What is the best TTS API for real-time voice agents in 2026?

For real-time voice agents, the key criteria are TTFA under 250 ms, WebSocket-based streaming, and ideally an integrated STT for turn detection. Gradium, Cartesia Sonic-3, and ElevenLabs Flash v2.5 are the strongest options. Gradium is the only provider in this comparison that offers a fully unified TTS, STT, and voice cloning stack through a single WebSocket API.

What is TTFA in Text-To-Speech and why does it matter?

TTFA (Time to First Audio) is the time between sending text to a TTS API and receiving the first audio chunk.

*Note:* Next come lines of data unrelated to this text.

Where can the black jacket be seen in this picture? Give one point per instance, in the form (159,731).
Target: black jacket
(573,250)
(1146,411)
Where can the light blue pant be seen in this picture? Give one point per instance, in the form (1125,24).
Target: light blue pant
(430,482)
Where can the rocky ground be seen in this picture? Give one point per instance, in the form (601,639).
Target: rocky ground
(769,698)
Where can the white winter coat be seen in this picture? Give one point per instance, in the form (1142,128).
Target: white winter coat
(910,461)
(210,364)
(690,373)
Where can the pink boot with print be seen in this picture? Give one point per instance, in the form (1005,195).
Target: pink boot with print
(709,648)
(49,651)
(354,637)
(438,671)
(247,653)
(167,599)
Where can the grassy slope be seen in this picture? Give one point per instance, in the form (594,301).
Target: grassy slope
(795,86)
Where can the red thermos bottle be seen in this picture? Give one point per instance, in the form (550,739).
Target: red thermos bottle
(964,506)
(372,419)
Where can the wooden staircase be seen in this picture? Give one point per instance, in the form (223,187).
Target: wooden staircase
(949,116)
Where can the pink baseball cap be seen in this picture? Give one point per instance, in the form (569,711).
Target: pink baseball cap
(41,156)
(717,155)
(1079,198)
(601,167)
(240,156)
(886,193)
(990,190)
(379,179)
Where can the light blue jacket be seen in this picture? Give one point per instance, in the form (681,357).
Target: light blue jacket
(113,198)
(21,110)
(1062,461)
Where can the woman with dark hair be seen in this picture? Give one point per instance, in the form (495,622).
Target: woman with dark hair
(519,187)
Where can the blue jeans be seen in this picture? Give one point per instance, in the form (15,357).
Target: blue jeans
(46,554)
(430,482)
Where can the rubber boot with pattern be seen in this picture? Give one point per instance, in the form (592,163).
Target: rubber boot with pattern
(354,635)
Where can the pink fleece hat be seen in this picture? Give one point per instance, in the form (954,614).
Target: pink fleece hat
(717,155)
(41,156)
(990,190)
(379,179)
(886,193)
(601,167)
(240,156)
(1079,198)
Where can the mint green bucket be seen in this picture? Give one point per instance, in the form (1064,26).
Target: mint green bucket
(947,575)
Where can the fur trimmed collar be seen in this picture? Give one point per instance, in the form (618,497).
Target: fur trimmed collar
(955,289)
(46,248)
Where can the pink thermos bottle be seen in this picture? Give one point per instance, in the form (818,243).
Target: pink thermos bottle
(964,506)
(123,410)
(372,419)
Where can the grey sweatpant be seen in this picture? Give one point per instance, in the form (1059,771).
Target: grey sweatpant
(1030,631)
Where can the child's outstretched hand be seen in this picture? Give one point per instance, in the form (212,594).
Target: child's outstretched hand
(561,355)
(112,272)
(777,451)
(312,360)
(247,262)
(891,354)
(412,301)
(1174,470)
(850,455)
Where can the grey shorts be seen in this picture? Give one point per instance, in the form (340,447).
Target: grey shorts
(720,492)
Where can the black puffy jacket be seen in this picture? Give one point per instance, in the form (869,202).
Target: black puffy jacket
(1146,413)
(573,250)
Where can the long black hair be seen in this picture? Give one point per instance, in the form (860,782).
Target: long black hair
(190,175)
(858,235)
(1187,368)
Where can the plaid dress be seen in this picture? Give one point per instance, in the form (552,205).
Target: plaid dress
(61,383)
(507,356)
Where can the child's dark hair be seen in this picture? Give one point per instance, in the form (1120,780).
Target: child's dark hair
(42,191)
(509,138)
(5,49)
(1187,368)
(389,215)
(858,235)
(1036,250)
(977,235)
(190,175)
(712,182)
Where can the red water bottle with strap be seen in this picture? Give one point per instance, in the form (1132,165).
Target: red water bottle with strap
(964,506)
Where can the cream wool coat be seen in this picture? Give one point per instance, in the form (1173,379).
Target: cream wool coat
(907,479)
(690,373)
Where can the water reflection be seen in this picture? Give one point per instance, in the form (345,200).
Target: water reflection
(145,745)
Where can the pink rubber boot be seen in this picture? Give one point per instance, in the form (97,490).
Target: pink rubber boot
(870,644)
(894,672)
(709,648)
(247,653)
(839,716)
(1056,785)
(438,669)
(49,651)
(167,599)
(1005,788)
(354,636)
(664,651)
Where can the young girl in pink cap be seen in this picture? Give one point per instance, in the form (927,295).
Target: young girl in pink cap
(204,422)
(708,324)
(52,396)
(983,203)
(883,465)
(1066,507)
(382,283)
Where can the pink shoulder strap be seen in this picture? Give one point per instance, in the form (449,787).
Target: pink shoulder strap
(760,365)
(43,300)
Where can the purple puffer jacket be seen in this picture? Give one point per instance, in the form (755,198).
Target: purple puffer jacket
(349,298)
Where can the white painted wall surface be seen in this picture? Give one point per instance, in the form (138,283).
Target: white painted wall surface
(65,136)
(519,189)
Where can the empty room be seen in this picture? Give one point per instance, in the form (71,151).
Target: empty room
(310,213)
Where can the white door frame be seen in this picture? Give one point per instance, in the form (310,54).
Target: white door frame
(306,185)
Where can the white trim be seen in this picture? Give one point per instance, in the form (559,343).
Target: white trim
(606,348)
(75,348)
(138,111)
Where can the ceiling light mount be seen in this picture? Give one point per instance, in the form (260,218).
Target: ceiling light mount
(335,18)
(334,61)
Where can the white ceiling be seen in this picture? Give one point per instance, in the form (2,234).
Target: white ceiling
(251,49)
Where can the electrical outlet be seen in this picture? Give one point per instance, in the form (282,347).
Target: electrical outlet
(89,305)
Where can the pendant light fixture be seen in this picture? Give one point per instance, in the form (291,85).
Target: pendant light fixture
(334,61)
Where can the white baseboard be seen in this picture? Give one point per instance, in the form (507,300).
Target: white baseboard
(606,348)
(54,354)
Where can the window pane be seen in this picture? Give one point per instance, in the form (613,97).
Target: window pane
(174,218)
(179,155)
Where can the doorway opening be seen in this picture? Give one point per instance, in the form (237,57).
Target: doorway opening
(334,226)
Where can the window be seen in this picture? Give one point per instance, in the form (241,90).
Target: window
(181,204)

In a voice agent pipeline combining STT, LLM, and TTS, the total round-trip should stay under 800 ms for conversation to feel natural. That leaves the TTS layer a practical budget of 150 to 250 ms. TTFA is the primary latency metric for evaluating TTS APIs in interactive applications.

Which TTS APIs support voice cloning in 2026?

Gradium offers Instant Voice Cloning from 10 seconds of audio (available on the free tier) and Professional Voice Cloning from the M plan. ElevenLabs offers Instant on paid plans and Professional on Scale and above. Cartesia offers Instant from 10 seconds. Deepgram Aura-2 and OpenAI standard TTS do not support voice cloning. Always obtain explicit consent from the person whose voice is being cloned before using any voice cloning API.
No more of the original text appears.